Mr Buttner said after the ceremony that the company was talking with every state and federal government about fleet sales of the first locally-built hybrid which will go on sale in February.

However, he indicated that that federal government was expected to join its Victorian counterparts by ordering a fleet of the petrol-electric Camrys, which Toyota claims will deliver 35 per cent better fuel economy than locally-built large sixes.

“We believe they are very supportive of the technology and we are hopeful of future sales,” he said.

The deal to put the car into production in Australia was subsidised by a grant from the federal government’s $1.3 billion green car industry fund.

As he got behind the wheel of the pearlescent white Camry to drive it from the factory, Mr Rudd invoked the memory of another Labor prime minister, Ben Chifley, who rode in the first Holden off the production line in Melbourne 61 years ago“Just as Australia welcomed the first all-Australian car in 1948, with Ben Chifley there for the ride, so 60 years later, all Australians should welcome the first Australian-made hybrid car,” he said.

“This is the start of a whole new era in Australia motoring.”

Toyota temporarily closed the Altona plant so more than 2000 factory workers could watch the ceremony which was attended by a heavyweight delegation of state and federal politicians, including federal industry minister Kim Carr, Victorian premier John Brumby and state industry minister Martin Pakula.

Toyota Motor Corporation executive vice president Yukitoshi Funo – who once worked Toyota’s Melbourne plant – also flew in for the unveiling.

Hybrid production will ramp up from the current hanful of units a day to about 50 a day by the time sales start in February for a full-year target of 10,000 units.

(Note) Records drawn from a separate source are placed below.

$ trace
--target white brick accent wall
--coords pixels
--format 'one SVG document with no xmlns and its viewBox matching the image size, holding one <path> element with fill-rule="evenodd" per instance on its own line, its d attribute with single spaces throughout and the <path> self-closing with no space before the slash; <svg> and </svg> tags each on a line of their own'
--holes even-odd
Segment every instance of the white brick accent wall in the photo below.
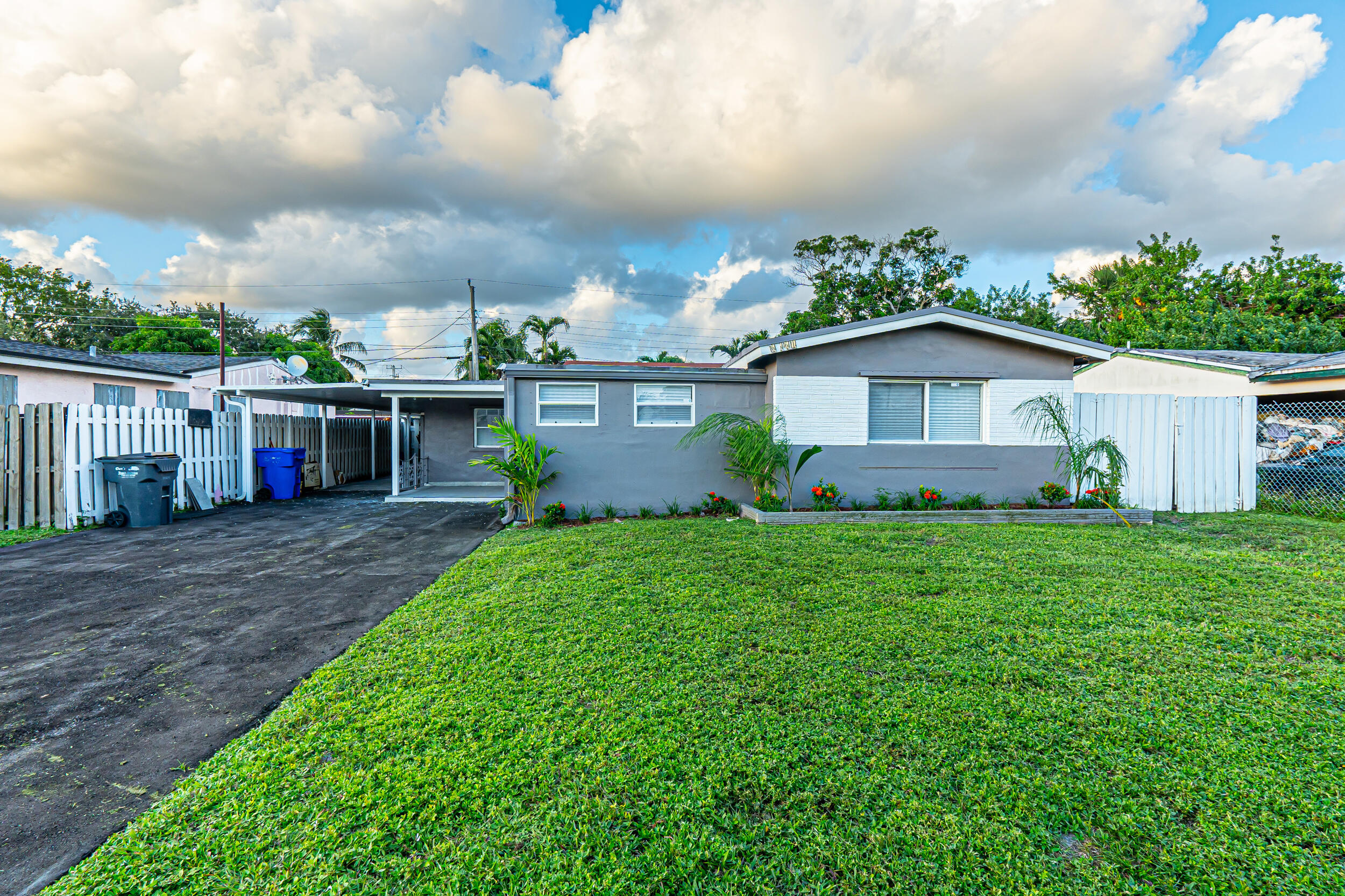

In total, the factory is currently building 510 units a day of both Camry Aurion for domestic and export markets, but has a capacity of 650 units.

Mr Buttner said volume was dependent on delivery of the hybrid drivetrain from Japan, which was under pressure to keep up with demand from plants around the world, including one in Thailand.

But he said Toyota Australia would happily make more than 10,000 a year if the market demanded, and could do so at a profit.

At today’s ceremony, Toyota announced plans to export 300 Camry Hybrids to New Zealand, and indicated it was in discussions to expand exports to other destinations where possible.

However, Toyota Australia faces stiff competition from other Toyota plants producing Camry Hybrid, particularly the low-cost Thai operation.

Toyota currently exports about 100,000 vehicles a year to 20 countries, with the Middle East being the biggest recipient, although down on its peak of 2007.